Residents and visitors throughout Hatteras and Ocracoke Islands should expect these impacts:
- Life-threatening rip currents and large surf with waves heights of 7-10 feet in the surf zone will result in dangerous conditions along all Outer Banks beaches beginning Thursday and continuing into the weekend.
- Between 2-4 feet of above-ground storm surge inundation is possible along the oceanfront and soundside. Specific locations and impacts will be driven by wind strength and direction. With the current forecast, the potential for rising water levels should be anticipated at all locations that are susceptible to wind-driven flood impacts. *Details on timing can be found on the National Weather Service Newport/Morehead City, N.C. website by entering your location in the upper left corner and then reviewing the wind direction and intensity on the “Hourly Weather Forecast” found at the bottom right under “Additional Resources.”

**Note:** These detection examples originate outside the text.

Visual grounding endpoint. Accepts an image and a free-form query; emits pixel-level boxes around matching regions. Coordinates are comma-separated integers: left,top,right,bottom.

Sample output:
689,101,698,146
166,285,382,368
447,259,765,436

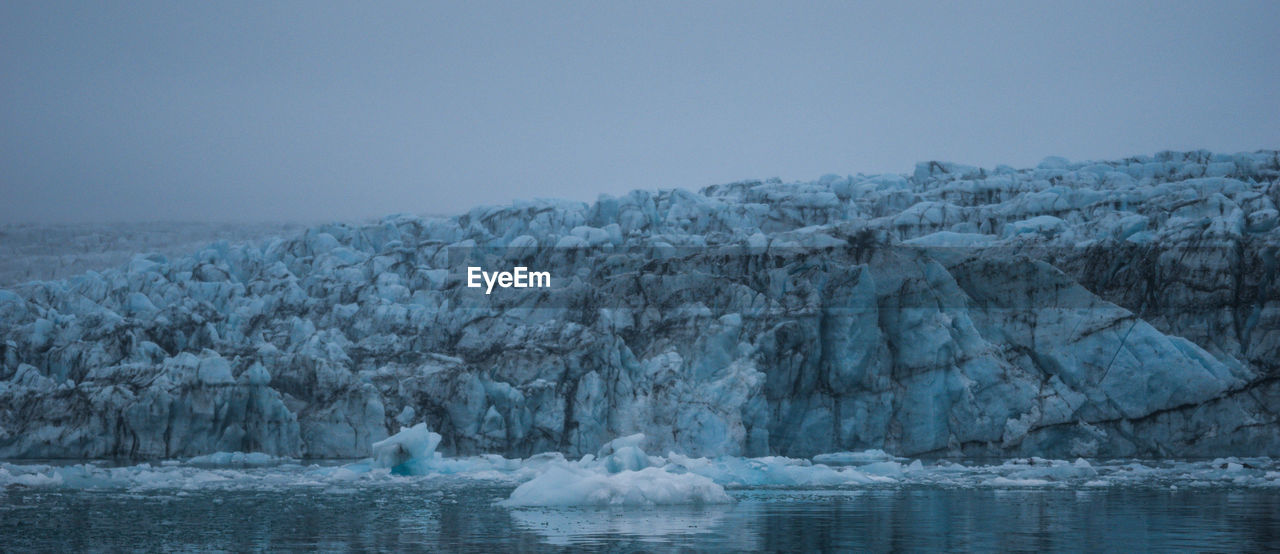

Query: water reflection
511,505,737,550
0,482,1280,551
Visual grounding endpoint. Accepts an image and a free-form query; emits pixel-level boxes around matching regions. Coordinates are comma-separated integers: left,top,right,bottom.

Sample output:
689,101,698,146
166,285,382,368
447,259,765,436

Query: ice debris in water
0,432,1280,507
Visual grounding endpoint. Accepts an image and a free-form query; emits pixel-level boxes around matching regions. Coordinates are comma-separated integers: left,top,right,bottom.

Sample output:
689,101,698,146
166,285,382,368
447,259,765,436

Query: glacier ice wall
0,151,1280,458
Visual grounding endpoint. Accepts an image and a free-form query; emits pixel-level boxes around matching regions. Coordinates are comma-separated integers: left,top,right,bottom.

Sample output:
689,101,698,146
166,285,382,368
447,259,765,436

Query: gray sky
0,1,1280,223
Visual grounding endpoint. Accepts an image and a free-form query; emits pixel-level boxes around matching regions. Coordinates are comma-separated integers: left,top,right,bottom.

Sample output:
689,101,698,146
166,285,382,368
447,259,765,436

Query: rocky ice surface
0,151,1280,463
0,423,1280,501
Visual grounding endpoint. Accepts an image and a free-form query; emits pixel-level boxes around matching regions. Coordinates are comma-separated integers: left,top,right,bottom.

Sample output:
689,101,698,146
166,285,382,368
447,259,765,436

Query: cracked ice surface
0,152,1280,460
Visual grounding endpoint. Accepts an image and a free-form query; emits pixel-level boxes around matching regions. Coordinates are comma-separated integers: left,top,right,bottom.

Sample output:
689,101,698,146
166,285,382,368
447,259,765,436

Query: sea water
0,461,1280,551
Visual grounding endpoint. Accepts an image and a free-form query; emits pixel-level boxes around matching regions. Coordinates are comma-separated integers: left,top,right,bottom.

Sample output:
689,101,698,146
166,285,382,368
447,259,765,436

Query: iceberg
0,151,1280,463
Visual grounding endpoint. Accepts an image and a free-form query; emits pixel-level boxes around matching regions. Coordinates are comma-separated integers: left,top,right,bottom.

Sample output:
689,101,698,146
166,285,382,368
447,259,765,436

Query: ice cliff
0,151,1280,463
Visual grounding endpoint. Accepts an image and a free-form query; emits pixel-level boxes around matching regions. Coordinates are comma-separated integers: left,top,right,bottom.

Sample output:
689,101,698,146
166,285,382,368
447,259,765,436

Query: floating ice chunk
813,449,904,463
500,466,733,507
372,423,440,473
595,432,653,473
187,452,293,467
668,453,892,486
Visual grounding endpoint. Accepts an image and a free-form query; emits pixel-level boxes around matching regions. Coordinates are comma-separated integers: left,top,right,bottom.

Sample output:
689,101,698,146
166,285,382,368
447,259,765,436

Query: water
0,480,1280,553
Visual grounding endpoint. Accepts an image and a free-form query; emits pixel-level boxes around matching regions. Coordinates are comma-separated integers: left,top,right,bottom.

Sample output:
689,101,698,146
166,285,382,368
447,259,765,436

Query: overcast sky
0,0,1280,223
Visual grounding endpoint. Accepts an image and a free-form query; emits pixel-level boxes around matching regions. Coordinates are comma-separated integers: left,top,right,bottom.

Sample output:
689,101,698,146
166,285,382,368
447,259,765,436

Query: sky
0,0,1280,223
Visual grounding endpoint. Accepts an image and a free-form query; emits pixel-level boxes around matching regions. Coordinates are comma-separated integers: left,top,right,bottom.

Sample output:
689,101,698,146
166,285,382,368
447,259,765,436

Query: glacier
0,151,1280,463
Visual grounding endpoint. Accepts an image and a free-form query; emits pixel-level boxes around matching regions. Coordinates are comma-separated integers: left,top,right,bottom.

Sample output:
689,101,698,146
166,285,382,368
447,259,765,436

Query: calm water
0,484,1280,553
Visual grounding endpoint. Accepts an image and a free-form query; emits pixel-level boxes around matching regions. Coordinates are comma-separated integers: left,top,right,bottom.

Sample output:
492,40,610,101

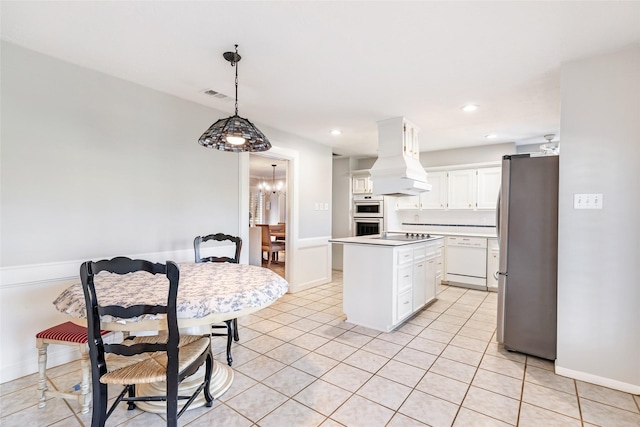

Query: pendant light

- Increasing winds that should peak at 45-55 mph with gusts of up to 70 mph are expected to begin on the evening of Friday, September 22, and continue through the afternoon of Saturday, September 23. Actions should be taken now to secure loose property to keep it from becoming a projectile hazard.
- 4-6 inches of rain with locally higher amounts is forecast, as well as rainfall that could lead to flash flooding and standing water on roadways that may impact travel.
- Potential tornado activity is also possible. Be sure to have multiple ways to receive weather alerts, especially at night.
- Travel on N.C. Highway 12 may be impacted by ocean overwash at vulnerable locations, especially during high tide. Travel on secondary roads throughout Hatteras and Ocracoke Islands that routinely flood during wind-driven events may also become impassable and hazardous.
- Actions should be taken now to protect vehicles and property that are parked or stored in areas that are susceptible to wind-driven flooding countywide. Those who are located in vulnerable oceanfront homes that have the potential to be surrounded by ocean water due to there being no existing dune structure should relocate.
Dare County Emergency Management advises residents and visitors to exercise extreme caution when visiting local beaches and to stay out of the ocean, as current conditions have made ocean swimming unsafe for even the most experienced swimmers.